A combinação dessas duas abordagens pode tornar sistemas de IA mais seguros, explicáveis, contextualizados e melhor capazes de auxiliar o médico, ao invés de substituí-los. O grande potencial do uso da IA para decisão clínica é em oferecer uma inteligência aumentada aos profissionais, tornando-os capazes de resolver problemas mais complexos.

2. Uso de IA pelo paciente

A IA generativa também apresenta ampla oportunidade de aplicação na interface com o paciente. Alguns dos potenciais usos envolvem:

  • Aconselhamento médico para casos simples;
  • Tradução da linguagem médico-científica para uma linguagem mais acessível e melhor assimilável pelo paciente;
  • Assistência no lembrete de aderência terapêutica a medicamentos e cuidados em saúde.

A utilização da IA que estará nos consultórios médicos é o uso como assistente virtual pelo paciente, durante a consulta médica, contexto este que o médico precisa estar preparado para enfrentar num futuro bem imediato.

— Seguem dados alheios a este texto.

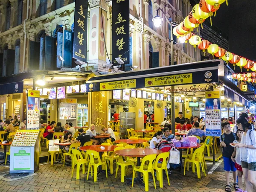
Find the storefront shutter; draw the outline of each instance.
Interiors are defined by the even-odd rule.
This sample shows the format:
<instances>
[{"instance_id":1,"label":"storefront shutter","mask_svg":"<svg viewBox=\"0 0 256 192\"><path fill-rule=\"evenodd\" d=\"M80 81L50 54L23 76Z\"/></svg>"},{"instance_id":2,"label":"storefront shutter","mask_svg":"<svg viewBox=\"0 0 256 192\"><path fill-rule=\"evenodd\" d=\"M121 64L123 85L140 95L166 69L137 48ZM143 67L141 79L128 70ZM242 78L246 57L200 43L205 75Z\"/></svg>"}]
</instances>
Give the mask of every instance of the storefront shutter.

3.  Consequências no mercado de trabalho

Como toda tecnologia disruptiva, a inteligência artificial trouxe um cenário de muita incerteza no mercado de trabalho, e na saúde não foi diferente. As lideranças participantes do painel “Will AI replace Healthcare Workers? No, but it will turn them into Tech Workers”, no entanto, destacam que o impacto no mercado de trabalho em saúde será menor (possivelmente inexistente) no que se refere a quantidade de postos de trabalho. Dado comprobatório do baixo impacto em quantidade de postos de trabalho é que, atualmente, 6 dos 10 campos profissionais de maior aumento de demanda global são da área de saúde.

O impacto, no entanto, será profundo, no que refere a perfil profissional e habilidades. Segundo pesquisa do LinkedIn, 28% das habilidades exigidas para cargos no setor de saúde mudaram desde 2015, e esta é uma tendência que deve se intensificar à medida que as novas tecnologias sejam incorporadas no fluxo de trabalho de hospitais e clínicas.

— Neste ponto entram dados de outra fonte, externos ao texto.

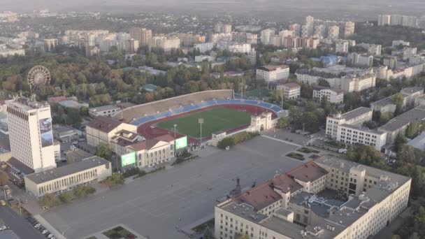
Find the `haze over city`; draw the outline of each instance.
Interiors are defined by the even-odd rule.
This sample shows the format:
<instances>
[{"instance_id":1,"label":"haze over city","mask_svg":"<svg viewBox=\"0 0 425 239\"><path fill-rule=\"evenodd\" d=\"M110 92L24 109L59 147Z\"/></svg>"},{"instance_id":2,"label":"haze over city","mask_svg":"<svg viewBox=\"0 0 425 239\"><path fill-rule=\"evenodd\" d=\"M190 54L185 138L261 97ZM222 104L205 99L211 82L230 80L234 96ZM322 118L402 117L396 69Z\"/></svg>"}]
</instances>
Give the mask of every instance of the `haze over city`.
<instances>
[{"instance_id":1,"label":"haze over city","mask_svg":"<svg viewBox=\"0 0 425 239\"><path fill-rule=\"evenodd\" d=\"M0 238L425 238L425 1L0 9Z\"/></svg>"}]
</instances>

Conhecimento em dados e entendimento de como melhor usar a IA serão fundamentais para esse novo perfil profissional. Soft skills relacionados à capacidade interpessoal, empatia e atenção também serão fundamentais, pois, diante de um crescente uso de tecnologia nos processos de cuidado, os profissionais estarão muito mais envolvidos na interface humana junto ao paciente para garantir o sucesso dos protocolos terapêuticos e acompanhamento do paciente. Movimento importante deve ser feito, por exemplo, por faculdades de medicina e programas de residência médica no desenvolvimento de um currículo que aborde o uso da IA na prática clínica.

No contexto brasileiro, em que a digitalização de prontuários médicos e a interoperabilidade de dados de saúde ainda estão incipientes, lideranças de saúde precisam pensar em alguns passos antes de tomar ações mais práticas do uso de IA. É necessário começar entendendo e estruturando melhor seus dados. A partir disso, definir perguntas claras e identificar casos de uso reais para orientar o desenvolvimento dessas soluções.

Uma das aplicações mais imediatas da IA no contexto clínico é auxiliar no preenchimento de prontuários eletrônicos, melhorando a eficiência e a acurácia dos dados registrados. São muitas as oportunidades e é fundamental que o médico e profissional de saúde estejam envolvidos nestas iniciativas, garantindo que a nova tecnologia se encaixe dentro do fluxo de trabalho e seja efetivamente adotada para o benefício do paciente e do sistema de saúde.


*Eduardo Moura é Médico, Co-fundador do Whitebook e Diretor de Pesquisa da Afya.